ただ、ファイルの配置などで実際に作業しようとすると、/var/wwwのアクセス権限がrootになっていて作業しにくいです。
アクセス権限設定について調べたので紹介します。
「5.8. Securing Apache」にデフォルトのアクセス権限について以下の記載がありました。
Debian系OSでは、/var/wwwはユーザー=root、グループ=rootにより所有されています。Apacheプロセスはユーザー=www-data、グループ=www-dataとして実行されます。rootユーザーのみが書き込み可能で、それ以外からはApache含めて書き込み不能になっています。
これは、例えばWordPressなどのApache上で動作するWebアプリからのファイルアップロードもできないことを意味します。したがって、何かしらの権限設定の変更が必要です。
対応
Apacheプロセスのユーザーがわかったので、「チュートリアル: Amazon Linux 2022 に LAMP ウェブサーバーをインストールする – Amazon Elastic Compute Cloud」を参考に、以下の手順で権限を設定します。

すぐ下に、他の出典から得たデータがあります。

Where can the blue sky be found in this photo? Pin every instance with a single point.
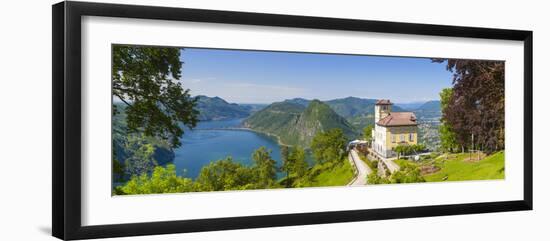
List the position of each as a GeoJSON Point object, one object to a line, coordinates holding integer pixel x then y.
{"type": "Point", "coordinates": [265, 77]}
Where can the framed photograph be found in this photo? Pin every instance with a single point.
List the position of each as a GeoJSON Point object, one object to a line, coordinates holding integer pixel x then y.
{"type": "Point", "coordinates": [169, 120]}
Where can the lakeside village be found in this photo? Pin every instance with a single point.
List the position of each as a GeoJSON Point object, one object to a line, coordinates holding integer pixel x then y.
{"type": "Point", "coordinates": [394, 146]}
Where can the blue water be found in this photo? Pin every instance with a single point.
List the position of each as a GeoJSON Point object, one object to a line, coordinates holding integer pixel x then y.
{"type": "Point", "coordinates": [203, 145]}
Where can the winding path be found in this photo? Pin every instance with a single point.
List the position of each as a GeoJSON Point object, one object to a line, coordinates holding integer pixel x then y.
{"type": "Point", "coordinates": [361, 167]}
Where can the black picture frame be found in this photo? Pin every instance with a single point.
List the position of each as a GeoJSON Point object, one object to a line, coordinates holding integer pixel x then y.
{"type": "Point", "coordinates": [66, 128]}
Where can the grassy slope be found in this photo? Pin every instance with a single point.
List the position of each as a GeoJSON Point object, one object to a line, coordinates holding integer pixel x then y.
{"type": "Point", "coordinates": [491, 167]}
{"type": "Point", "coordinates": [338, 175]}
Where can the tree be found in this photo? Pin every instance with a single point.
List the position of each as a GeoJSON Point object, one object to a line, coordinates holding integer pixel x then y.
{"type": "Point", "coordinates": [146, 80]}
{"type": "Point", "coordinates": [329, 146]}
{"type": "Point", "coordinates": [367, 132]}
{"type": "Point", "coordinates": [265, 167]}
{"type": "Point", "coordinates": [300, 165]}
{"type": "Point", "coordinates": [287, 164]}
{"type": "Point", "coordinates": [446, 134]}
{"type": "Point", "coordinates": [408, 173]}
{"type": "Point", "coordinates": [140, 156]}
{"type": "Point", "coordinates": [161, 180]}
{"type": "Point", "coordinates": [476, 106]}
{"type": "Point", "coordinates": [225, 174]}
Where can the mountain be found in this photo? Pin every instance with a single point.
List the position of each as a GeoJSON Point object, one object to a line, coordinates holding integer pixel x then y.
{"type": "Point", "coordinates": [295, 124]}
{"type": "Point", "coordinates": [429, 110]}
{"type": "Point", "coordinates": [216, 108]}
{"type": "Point", "coordinates": [275, 118]}
{"type": "Point", "coordinates": [300, 101]}
{"type": "Point", "coordinates": [357, 111]}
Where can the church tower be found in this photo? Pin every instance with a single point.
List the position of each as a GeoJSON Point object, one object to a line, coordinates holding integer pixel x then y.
{"type": "Point", "coordinates": [382, 109]}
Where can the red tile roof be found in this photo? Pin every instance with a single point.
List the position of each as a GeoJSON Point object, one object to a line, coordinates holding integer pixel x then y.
{"type": "Point", "coordinates": [398, 119]}
{"type": "Point", "coordinates": [384, 102]}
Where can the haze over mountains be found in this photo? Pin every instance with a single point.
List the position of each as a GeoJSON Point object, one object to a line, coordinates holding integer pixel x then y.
{"type": "Point", "coordinates": [295, 121]}
{"type": "Point", "coordinates": [296, 124]}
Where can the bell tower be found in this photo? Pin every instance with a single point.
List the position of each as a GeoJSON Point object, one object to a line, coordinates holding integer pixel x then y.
{"type": "Point", "coordinates": [382, 108]}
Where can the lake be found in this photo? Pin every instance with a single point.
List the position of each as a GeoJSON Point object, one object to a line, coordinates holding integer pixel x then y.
{"type": "Point", "coordinates": [208, 142]}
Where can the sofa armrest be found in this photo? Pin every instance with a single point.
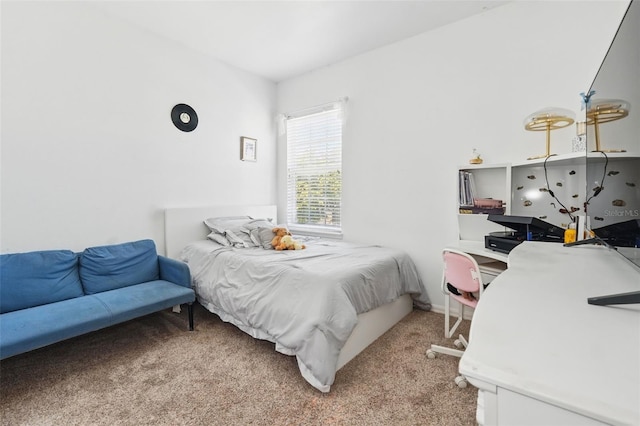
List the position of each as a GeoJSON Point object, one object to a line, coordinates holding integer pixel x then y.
{"type": "Point", "coordinates": [174, 271]}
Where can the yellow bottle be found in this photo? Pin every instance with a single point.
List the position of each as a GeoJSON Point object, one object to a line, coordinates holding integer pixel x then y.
{"type": "Point", "coordinates": [569, 235]}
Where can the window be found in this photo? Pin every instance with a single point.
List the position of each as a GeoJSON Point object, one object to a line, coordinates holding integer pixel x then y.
{"type": "Point", "coordinates": [314, 170]}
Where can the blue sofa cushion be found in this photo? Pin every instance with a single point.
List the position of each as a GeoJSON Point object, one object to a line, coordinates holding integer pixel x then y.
{"type": "Point", "coordinates": [29, 329]}
{"type": "Point", "coordinates": [115, 266]}
{"type": "Point", "coordinates": [38, 278]}
{"type": "Point", "coordinates": [143, 299]}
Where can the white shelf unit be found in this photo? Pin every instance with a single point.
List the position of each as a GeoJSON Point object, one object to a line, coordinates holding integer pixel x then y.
{"type": "Point", "coordinates": [524, 186]}
{"type": "Point", "coordinates": [491, 181]}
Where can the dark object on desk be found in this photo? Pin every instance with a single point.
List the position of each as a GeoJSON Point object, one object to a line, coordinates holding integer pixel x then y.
{"type": "Point", "coordinates": [616, 299]}
{"type": "Point", "coordinates": [621, 234]}
{"type": "Point", "coordinates": [525, 228]}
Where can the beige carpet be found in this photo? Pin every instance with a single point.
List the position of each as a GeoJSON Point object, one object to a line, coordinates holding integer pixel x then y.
{"type": "Point", "coordinates": [153, 371]}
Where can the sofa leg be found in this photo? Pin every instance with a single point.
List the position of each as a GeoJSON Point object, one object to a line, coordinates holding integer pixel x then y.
{"type": "Point", "coordinates": [190, 311]}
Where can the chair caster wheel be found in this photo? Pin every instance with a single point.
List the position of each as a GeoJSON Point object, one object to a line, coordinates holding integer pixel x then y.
{"type": "Point", "coordinates": [461, 382]}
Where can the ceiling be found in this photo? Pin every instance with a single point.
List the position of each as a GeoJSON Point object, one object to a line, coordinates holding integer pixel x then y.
{"type": "Point", "coordinates": [283, 39]}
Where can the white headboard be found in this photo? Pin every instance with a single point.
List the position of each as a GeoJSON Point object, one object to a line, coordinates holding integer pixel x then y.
{"type": "Point", "coordinates": [183, 225]}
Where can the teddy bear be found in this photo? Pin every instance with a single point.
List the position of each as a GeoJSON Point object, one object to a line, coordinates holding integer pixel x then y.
{"type": "Point", "coordinates": [290, 244]}
{"type": "Point", "coordinates": [284, 241]}
{"type": "Point", "coordinates": [275, 241]}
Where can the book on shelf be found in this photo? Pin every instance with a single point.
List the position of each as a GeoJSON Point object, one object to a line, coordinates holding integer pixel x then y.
{"type": "Point", "coordinates": [467, 189]}
{"type": "Point", "coordinates": [480, 210]}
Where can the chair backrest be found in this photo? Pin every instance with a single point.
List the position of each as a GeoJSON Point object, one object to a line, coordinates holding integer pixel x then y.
{"type": "Point", "coordinates": [461, 271]}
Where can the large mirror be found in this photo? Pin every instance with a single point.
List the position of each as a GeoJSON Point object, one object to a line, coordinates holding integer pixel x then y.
{"type": "Point", "coordinates": [613, 142]}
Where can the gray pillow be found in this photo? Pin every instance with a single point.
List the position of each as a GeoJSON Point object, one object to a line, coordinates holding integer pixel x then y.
{"type": "Point", "coordinates": [218, 238]}
{"type": "Point", "coordinates": [262, 237]}
{"type": "Point", "coordinates": [221, 224]}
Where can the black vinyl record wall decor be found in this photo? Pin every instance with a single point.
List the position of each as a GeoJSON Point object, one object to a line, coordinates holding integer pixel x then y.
{"type": "Point", "coordinates": [184, 117]}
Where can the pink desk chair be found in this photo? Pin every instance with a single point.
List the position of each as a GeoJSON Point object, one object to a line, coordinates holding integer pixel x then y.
{"type": "Point", "coordinates": [462, 272]}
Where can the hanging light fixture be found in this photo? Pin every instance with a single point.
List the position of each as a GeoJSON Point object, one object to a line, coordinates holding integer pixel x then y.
{"type": "Point", "coordinates": [603, 111]}
{"type": "Point", "coordinates": [548, 119]}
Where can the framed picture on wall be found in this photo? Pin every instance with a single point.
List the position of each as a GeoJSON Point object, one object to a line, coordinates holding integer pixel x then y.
{"type": "Point", "coordinates": [248, 149]}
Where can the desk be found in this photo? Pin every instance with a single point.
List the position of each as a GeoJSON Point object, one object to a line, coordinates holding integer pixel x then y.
{"type": "Point", "coordinates": [490, 262]}
{"type": "Point", "coordinates": [540, 354]}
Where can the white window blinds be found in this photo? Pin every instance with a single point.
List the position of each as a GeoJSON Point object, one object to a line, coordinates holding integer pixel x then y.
{"type": "Point", "coordinates": [314, 170]}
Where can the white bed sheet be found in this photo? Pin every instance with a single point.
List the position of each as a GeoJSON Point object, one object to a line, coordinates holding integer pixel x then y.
{"type": "Point", "coordinates": [305, 301]}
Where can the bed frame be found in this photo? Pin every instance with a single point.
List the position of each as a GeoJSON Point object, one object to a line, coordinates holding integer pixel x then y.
{"type": "Point", "coordinates": [186, 224]}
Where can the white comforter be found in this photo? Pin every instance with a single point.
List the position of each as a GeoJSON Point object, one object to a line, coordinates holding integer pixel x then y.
{"type": "Point", "coordinates": [305, 301]}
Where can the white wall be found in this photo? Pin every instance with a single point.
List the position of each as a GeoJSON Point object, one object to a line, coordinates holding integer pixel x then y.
{"type": "Point", "coordinates": [89, 153]}
{"type": "Point", "coordinates": [417, 109]}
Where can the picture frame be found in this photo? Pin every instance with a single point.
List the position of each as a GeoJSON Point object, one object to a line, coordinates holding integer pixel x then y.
{"type": "Point", "coordinates": [248, 148]}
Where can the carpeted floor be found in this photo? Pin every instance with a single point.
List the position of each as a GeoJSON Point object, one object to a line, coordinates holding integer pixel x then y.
{"type": "Point", "coordinates": [153, 371]}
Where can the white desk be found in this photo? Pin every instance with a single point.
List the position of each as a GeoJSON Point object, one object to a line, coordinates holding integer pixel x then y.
{"type": "Point", "coordinates": [539, 354]}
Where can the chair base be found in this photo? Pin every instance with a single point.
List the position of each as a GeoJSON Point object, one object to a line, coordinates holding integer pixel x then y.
{"type": "Point", "coordinates": [460, 342]}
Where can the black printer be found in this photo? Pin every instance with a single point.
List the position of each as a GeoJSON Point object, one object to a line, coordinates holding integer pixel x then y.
{"type": "Point", "coordinates": [523, 228]}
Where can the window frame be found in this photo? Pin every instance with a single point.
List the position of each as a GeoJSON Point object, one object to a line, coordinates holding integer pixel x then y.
{"type": "Point", "coordinates": [336, 108]}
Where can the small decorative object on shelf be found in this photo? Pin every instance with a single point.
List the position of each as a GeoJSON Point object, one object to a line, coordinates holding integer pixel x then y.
{"type": "Point", "coordinates": [579, 141]}
{"type": "Point", "coordinates": [476, 159]}
{"type": "Point", "coordinates": [548, 119]}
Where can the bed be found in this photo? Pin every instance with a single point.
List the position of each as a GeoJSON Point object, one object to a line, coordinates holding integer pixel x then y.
{"type": "Point", "coordinates": [324, 304]}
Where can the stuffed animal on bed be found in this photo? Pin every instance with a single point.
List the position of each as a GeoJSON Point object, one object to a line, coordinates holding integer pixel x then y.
{"type": "Point", "coordinates": [275, 241]}
{"type": "Point", "coordinates": [284, 241]}
{"type": "Point", "coordinates": [290, 244]}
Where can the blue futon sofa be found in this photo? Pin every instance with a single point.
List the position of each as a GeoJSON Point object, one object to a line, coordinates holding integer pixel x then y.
{"type": "Point", "coordinates": [49, 296]}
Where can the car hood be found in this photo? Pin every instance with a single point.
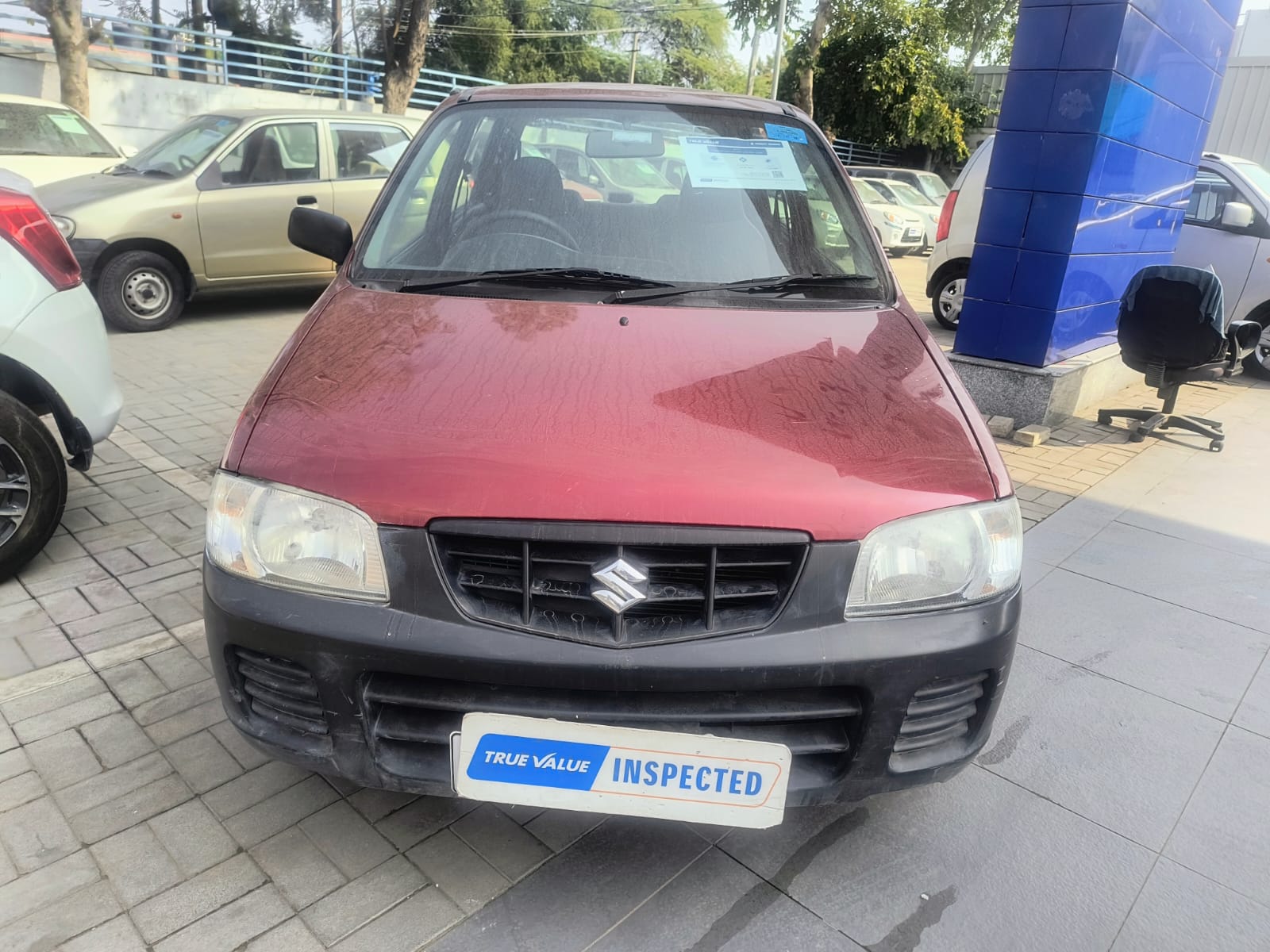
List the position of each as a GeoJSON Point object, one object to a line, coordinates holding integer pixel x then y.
{"type": "Point", "coordinates": [44, 169]}
{"type": "Point", "coordinates": [421, 406]}
{"type": "Point", "coordinates": [69, 194]}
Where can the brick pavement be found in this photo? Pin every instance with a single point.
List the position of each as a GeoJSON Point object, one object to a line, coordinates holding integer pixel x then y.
{"type": "Point", "coordinates": [133, 816]}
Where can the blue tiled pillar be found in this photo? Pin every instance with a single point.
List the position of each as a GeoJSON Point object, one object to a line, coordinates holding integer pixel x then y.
{"type": "Point", "coordinates": [1105, 116]}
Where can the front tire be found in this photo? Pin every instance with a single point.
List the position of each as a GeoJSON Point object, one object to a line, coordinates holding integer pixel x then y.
{"type": "Point", "coordinates": [1257, 363]}
{"type": "Point", "coordinates": [32, 486]}
{"type": "Point", "coordinates": [949, 296]}
{"type": "Point", "coordinates": [140, 291]}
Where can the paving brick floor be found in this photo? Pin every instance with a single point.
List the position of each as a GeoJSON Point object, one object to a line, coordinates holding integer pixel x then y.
{"type": "Point", "coordinates": [1122, 800]}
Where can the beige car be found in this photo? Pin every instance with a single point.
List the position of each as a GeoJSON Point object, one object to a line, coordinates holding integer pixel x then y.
{"type": "Point", "coordinates": [206, 207]}
{"type": "Point", "coordinates": [46, 141]}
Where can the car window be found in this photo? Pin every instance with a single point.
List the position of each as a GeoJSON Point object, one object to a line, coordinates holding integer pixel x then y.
{"type": "Point", "coordinates": [1212, 194]}
{"type": "Point", "coordinates": [869, 194]}
{"type": "Point", "coordinates": [271, 155]}
{"type": "Point", "coordinates": [365, 150]}
{"type": "Point", "coordinates": [27, 129]}
{"type": "Point", "coordinates": [184, 148]}
{"type": "Point", "coordinates": [933, 186]}
{"type": "Point", "coordinates": [749, 206]}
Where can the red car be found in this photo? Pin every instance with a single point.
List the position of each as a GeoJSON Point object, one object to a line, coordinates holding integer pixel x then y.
{"type": "Point", "coordinates": [664, 508]}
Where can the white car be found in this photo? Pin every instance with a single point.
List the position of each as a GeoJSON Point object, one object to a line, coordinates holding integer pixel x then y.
{"type": "Point", "coordinates": [899, 228]}
{"type": "Point", "coordinates": [46, 141]}
{"type": "Point", "coordinates": [54, 361]}
{"type": "Point", "coordinates": [1227, 228]}
{"type": "Point", "coordinates": [903, 194]}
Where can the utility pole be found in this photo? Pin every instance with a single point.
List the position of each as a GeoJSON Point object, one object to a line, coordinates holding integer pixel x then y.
{"type": "Point", "coordinates": [780, 46]}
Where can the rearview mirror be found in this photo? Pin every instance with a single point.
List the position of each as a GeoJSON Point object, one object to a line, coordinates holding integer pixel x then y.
{"type": "Point", "coordinates": [1237, 215]}
{"type": "Point", "coordinates": [321, 232]}
{"type": "Point", "coordinates": [625, 144]}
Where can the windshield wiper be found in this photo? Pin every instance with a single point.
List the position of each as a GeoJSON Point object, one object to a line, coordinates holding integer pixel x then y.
{"type": "Point", "coordinates": [562, 277]}
{"type": "Point", "coordinates": [751, 286]}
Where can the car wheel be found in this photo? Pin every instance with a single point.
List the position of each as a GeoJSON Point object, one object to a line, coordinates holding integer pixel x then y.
{"type": "Point", "coordinates": [1257, 363]}
{"type": "Point", "coordinates": [948, 298]}
{"type": "Point", "coordinates": [140, 291]}
{"type": "Point", "coordinates": [32, 486]}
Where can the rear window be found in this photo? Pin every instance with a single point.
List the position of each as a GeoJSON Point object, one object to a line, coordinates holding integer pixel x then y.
{"type": "Point", "coordinates": [746, 198]}
{"type": "Point", "coordinates": [27, 129]}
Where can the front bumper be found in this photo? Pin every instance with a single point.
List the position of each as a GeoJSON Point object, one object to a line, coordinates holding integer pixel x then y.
{"type": "Point", "coordinates": [371, 693]}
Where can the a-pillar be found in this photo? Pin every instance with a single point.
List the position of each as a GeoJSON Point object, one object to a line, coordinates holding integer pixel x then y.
{"type": "Point", "coordinates": [1103, 122]}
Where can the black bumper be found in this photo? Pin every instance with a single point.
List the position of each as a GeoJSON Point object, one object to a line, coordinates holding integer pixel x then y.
{"type": "Point", "coordinates": [87, 251]}
{"type": "Point", "coordinates": [371, 692]}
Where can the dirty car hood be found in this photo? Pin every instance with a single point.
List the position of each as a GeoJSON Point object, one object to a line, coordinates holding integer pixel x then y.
{"type": "Point", "coordinates": [418, 406]}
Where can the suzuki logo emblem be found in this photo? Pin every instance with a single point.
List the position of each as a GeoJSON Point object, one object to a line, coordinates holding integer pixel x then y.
{"type": "Point", "coordinates": [622, 585]}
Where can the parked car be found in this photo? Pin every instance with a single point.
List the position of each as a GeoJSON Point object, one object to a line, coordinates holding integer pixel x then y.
{"type": "Point", "coordinates": [206, 206]}
{"type": "Point", "coordinates": [899, 228]}
{"type": "Point", "coordinates": [651, 509]}
{"type": "Point", "coordinates": [929, 183]}
{"type": "Point", "coordinates": [54, 362]}
{"type": "Point", "coordinates": [1226, 228]}
{"type": "Point", "coordinates": [44, 141]}
{"type": "Point", "coordinates": [906, 196]}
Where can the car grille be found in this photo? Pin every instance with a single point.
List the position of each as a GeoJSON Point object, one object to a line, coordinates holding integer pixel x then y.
{"type": "Point", "coordinates": [940, 714]}
{"type": "Point", "coordinates": [546, 587]}
{"type": "Point", "coordinates": [279, 691]}
{"type": "Point", "coordinates": [410, 720]}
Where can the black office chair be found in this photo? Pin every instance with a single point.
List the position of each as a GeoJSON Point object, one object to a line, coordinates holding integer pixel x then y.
{"type": "Point", "coordinates": [1174, 330]}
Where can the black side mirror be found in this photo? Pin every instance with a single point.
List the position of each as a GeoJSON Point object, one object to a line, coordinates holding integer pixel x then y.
{"type": "Point", "coordinates": [321, 232]}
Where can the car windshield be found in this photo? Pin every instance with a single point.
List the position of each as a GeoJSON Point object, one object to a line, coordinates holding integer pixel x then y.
{"type": "Point", "coordinates": [907, 194]}
{"type": "Point", "coordinates": [1257, 175]}
{"type": "Point", "coordinates": [868, 194]}
{"type": "Point", "coordinates": [759, 201]}
{"type": "Point", "coordinates": [184, 148]}
{"type": "Point", "coordinates": [933, 186]}
{"type": "Point", "coordinates": [27, 129]}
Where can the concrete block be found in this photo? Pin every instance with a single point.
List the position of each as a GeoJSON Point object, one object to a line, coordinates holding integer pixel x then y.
{"type": "Point", "coordinates": [1001, 425]}
{"type": "Point", "coordinates": [1032, 436]}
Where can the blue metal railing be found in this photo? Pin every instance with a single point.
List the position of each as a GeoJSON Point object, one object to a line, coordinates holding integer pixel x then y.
{"type": "Point", "coordinates": [181, 52]}
{"type": "Point", "coordinates": [855, 154]}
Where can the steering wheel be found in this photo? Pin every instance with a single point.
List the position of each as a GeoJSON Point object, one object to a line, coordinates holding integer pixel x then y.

- ログインユーザーをwww-dataのグループに追加
- /var/wwwのグループをroot→www-dataに変更
- www-dataのグループに書き込み権限を付与
- umask 002でデフォルトの権限を変更。
1. まず以下のコマンドで現在のログインユーザーをwww-dataグループに追加します。
sudo usermod -aG www-data $LOGNAME
exit
グループの設定は再ログインしないと反映されないので、再ログインします。groupsコマンドで現在ユーザーがwww-dataのグループに所属することを確認します。
groups
senoo_ken adm dip www-data video plugdev google-sudoers
2. 続いて、/var/wwwとその配下のグループをrootからwww-dataに変更します。
sudo chgrp -R www-data /var/www
3. この状態だと、/var/www配下でファイルを作成すると、グループがwww-dataではなく作成ユーザーになってしまいます。そこで、ディレクトリーに対してSGIDを付与します。これにより、配下のディレクトリーで作成したファイルも自動的にディレクトリーのグループになります (参考: 【Linuxパーミッション】SGIDとは?と設定方法)。
sudo chmod 2775 /var/www && find /var/www -type d -exec sudo chmod 2775 {} \;
ファイルに書き込み権限を付与します。
find /var/www -type f -exec sudo chmod 0664 {} \;
4. これで既存ファイルのアクセス権限はOKです。ただ、デフォルトだとファイル権限のマスク設定のumaskが022となっており、新規ファイル・ディレクトリー作成時にグループへの書き込み権限がない状態になります。作業中は問題ないですが、新しく作成したディレクトリーにApacheのプロセスが書き込みできなくて困ります。
そこで、ユーザーのログイン時の設定ファイル~/.profile
で以下のようにデフォルトのumaskを002に変更します。
--- /etc/skel/.profile 2022-03-27 18:40:30.000000000 +0000
+++ /home/senoo_ken/.profile 2023-03-28 14:04:06.066114601 +0000
@@ -7,6 +7,7 @@
# the default umask is set in /etc/profile; for setting the umask
# for ssh logins, install and configure the libpam-umask package.
#umask 022
+umask 002
# if running bash
if [ -n "$BASH_VERSION" ]; then
これで/var/www配下でディレクトリーを新規作成しても、www-dataのグループに書き込み権限が付与された状態になり問題ありません。
結論
Apache HTTP Serverでの/var/wwwの権限設定でした。
Debian系OSでのApacheを想定しましたが、他のOS・サーバーでも、ユーザー名などが異なるものの似たような問題があるようです。ただ、基本は同じ手順になると思います。
Webアプリケーションでのファイル書き込みの他、普段の作業を円滑に進めるために必要ですので、行っておきましょう。